Wenn sie sich nicht an den gesellschaftlichen Frieden, den Gesetzen und den gesellschaftlichen Werten halten, dann sind sie nicht integriert. Welcher gewissenhafte Mensch kann schon behaupten, dass diese Kriterien auf uns zutreffen? Dies trifft auf keinster Weise auf die Mehrheit unserer Gesellschaft zu.

Jeder Europäer mit einem gesunden Menschenverstand denkt in der Hinsicht ähnlich wie wir. Was ist dann der Grund in Europa, Türken, Muslime und Minderheiten teilweise negativ, destruktiv und feindlich darzustellen?

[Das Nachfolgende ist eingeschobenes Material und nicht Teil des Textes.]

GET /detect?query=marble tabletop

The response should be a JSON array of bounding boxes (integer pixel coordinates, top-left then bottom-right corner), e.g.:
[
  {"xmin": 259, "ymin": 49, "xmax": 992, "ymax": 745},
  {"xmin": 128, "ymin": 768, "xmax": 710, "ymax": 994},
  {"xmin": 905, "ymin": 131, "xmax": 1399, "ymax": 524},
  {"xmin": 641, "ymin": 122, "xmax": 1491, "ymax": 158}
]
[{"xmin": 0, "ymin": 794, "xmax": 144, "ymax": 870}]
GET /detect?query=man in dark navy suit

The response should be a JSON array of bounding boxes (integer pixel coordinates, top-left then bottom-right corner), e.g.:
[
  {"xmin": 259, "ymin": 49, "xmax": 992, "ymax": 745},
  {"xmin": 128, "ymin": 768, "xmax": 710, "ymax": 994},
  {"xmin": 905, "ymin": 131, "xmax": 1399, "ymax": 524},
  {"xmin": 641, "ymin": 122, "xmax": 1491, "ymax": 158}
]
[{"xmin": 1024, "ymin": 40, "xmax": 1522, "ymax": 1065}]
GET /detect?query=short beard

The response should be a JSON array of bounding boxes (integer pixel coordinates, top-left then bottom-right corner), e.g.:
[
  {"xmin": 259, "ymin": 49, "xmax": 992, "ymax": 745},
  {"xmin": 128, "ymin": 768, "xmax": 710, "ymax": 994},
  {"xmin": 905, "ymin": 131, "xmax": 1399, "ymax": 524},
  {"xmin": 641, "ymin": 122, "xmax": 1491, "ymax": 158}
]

Wieso wird der Versuch unternommen, sowohl die türkische Gesellschaft als auch die Mehrheitsgesellschaft, gegeneinander aufzuwiegeln bzw. Unruhe zwischen diesen zu stiften. Welchen rationalen und gewissenhaften Grund kann es haben, dass mein Nachbar, mit dem ich seit fünzig Jahren vorzüglich auskam, mich plötzlich als Gefahr ansieht? Es ist lächerlich und zum Lachen, dass ein Gericht als letzte Rechtsinstanz in einem Rechtsstaat wie Deutschland die Beschneidung verbieten möchte. Ein Innenminister, dessen Aufgabe es ist, für die Sicherheit aller Menschen in diesem Land zu sorgen, entwickelt eine Werbekampagne, in dem er Muslime als potentielle Terroristen darstellt. Er hält stur an dieser Aktion fest, obwohl er sowohl aus Teilen der Gesamtgesellschaft als auch aus der eigenen Partei dafür kritisiert wird.

Wie kann ich als muslimischer Staatsbürger diesen Landes dem Bundesinnenminister bezüglich meiner eigenen Sicherheit noch trauen? Wie kann man einen Film oder Karrikaturen, die meine religiösen Gefühle und meine heiligen Werte beschimpfen und verunglimpfen als “Meinungsfreiheit” verkaufen? Hinter der Verunglimpfung der Werte dieser Menschen kann nicht die Meinungsfreiheit, sondern höchstens eine neue postmoderne Kreuzzugsmentalität gegenüber den Islam stehen. Trotz dieser negativen Entwicklungen gibt es dennoch viele zivilisatorische Werte, die wir Europa anvertrauen können.

Aufgrund unseres kulturellen Reichtums und der gebildeten jungen Generationen können wir diesem Land neues Selbstvertrauen und neue Möglichkeiten geben. Wir werden den Provokationen widerstehen. Wir werden mit den Menschen, die für Ruhe, Ordnung und Frieden sind, zusammen stehen. Mit diesen Menschen werden wir zusammen leben und die Basis für eine gemeinsame Zukunft gemeinsam gestalten.